Newsome grew up hearing about her grandmother’s experiences with the Ku Klux Klan. “As a young Black girl in South Carolina, [my grandmother] had witnessed the Klan drag her neighbor from his house and brutally beat him because he was a Black physician who had treated a White woman,” Newsome wrote in an essay for Blue Nation Review. Newson’s father was formerly a dean at Howard University and now works as president of the National Underground Railroad Freedom Center, a slavery museum in Cincinnati.
In her essay for Blue Nation Review, Newsome outlined her passion for civil rights. She said that during the George Zimmerman trial, she traveled to Florida to lend a voice in the Moral Monday movement demanding justice for Trayvon Martin. Earlier this year, she traveled to Baltimore to speak with residents. “I visited with black residents of West Baltimore, MD who, under curfew, had to present work papers to police to enter and exit their own neighborhood,” she wrote. “‘These are my freedom papers to show the slave catchers,’ my friend said with a wry smile.”
Shortly after the June 17 shooting at Charleston’s Emanuel AME Church, Newsome gathered with a group of activists to discuss removing the flag from state grounds. The group decided that Newsome should physically do the job, and activist James Ian Tyson should help her over the fence. They felt that a Black woman should be the one to remove the flag and that a White man should be the one to help her “as a sign that our alliance transcended both racial and gender divides,” she wrote in her essay.
In 2013, she was arrested after staging a sit-in at Sen. Thom Tillis’ (R) office demanding that the State Senate restore stripped voting rights. Senators were trying to abolish both same-day voter registration and say that college IDs were not a proper form of identification at polls.
Newsome always knew that she wanted to be a filmmaker. In high school, she created a short film that landed her a $40,000 scholarship. She went on to receive her B.F.A. in film and television from NYU. After graduating, she wrote Wake, a short film that was screened at Cannes Film Festival and went on to win an award at the BET Urban World Film Festival. You can check out her film here.
Though she currently resides in Charlotte, N.C., Newsome was raised in Columbia, M.D., where she attended Oakland Mills High School and graduated in 2003. Former classmates tell The Baltimore Sun that Newsome—who then went by Brittany—served as class president for three terms and was student body president during her senior year. She was active in theater, starring in the school’s productions of The Wiz and Bye Bye Birdie.

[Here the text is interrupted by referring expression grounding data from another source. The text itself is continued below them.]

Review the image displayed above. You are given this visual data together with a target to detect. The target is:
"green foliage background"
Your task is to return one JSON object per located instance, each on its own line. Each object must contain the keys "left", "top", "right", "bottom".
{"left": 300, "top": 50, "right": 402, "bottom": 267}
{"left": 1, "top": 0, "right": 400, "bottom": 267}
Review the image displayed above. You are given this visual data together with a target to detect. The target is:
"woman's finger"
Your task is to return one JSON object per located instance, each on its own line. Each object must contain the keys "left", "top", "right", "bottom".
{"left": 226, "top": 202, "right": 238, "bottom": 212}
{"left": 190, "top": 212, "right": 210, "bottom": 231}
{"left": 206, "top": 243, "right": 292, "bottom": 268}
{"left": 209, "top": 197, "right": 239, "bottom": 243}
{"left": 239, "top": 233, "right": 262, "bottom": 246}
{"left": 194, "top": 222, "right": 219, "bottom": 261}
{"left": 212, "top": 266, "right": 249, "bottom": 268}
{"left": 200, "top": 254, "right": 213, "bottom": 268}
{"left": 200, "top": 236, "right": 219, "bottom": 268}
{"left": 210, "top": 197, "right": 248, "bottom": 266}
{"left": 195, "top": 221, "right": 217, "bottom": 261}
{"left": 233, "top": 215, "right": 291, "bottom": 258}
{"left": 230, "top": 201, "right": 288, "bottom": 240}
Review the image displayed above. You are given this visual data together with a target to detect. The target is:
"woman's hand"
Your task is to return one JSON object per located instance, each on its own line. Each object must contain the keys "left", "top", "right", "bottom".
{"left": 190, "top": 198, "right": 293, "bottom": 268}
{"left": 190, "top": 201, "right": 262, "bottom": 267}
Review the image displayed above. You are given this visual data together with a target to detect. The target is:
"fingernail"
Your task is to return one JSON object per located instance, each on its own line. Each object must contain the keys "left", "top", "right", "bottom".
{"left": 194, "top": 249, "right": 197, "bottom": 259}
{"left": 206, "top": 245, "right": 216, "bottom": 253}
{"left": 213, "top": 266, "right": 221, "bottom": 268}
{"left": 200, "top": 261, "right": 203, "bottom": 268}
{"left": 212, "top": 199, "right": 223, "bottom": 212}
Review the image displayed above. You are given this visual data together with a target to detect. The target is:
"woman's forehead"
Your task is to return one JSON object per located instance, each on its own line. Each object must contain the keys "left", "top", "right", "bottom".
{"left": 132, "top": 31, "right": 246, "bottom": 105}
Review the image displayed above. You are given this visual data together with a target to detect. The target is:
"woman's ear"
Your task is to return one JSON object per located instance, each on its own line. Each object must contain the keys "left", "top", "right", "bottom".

Newsome began singing and playing the piano at the young age of 7. When she was 13, she started writing her own songs, and one year later, one of her compositions was performed by the Baltimore Choral Arts Society. She still performs in a funk band, Powerhouse, and is working on a solo album. She recently released “#StayStrong: A Lovesong to Freedom Fighters,” an ode to “all those fighting for freedom around the world.” Listen to it here.
She was singlehandedly responsible for 2012’s “Shake it Like an Etch-A-Sketch,” a satirical video about presidential candidate Mitt Romney. You can watch the rap video here.
Both Newsome and Tyson were released from jail on $3,000 bail, but they face up to five years in prison and a fine of $5,000 each. South Carolina House Minority Leader and State Sen. Todd Rutherford (D) will be representing Newsome in court.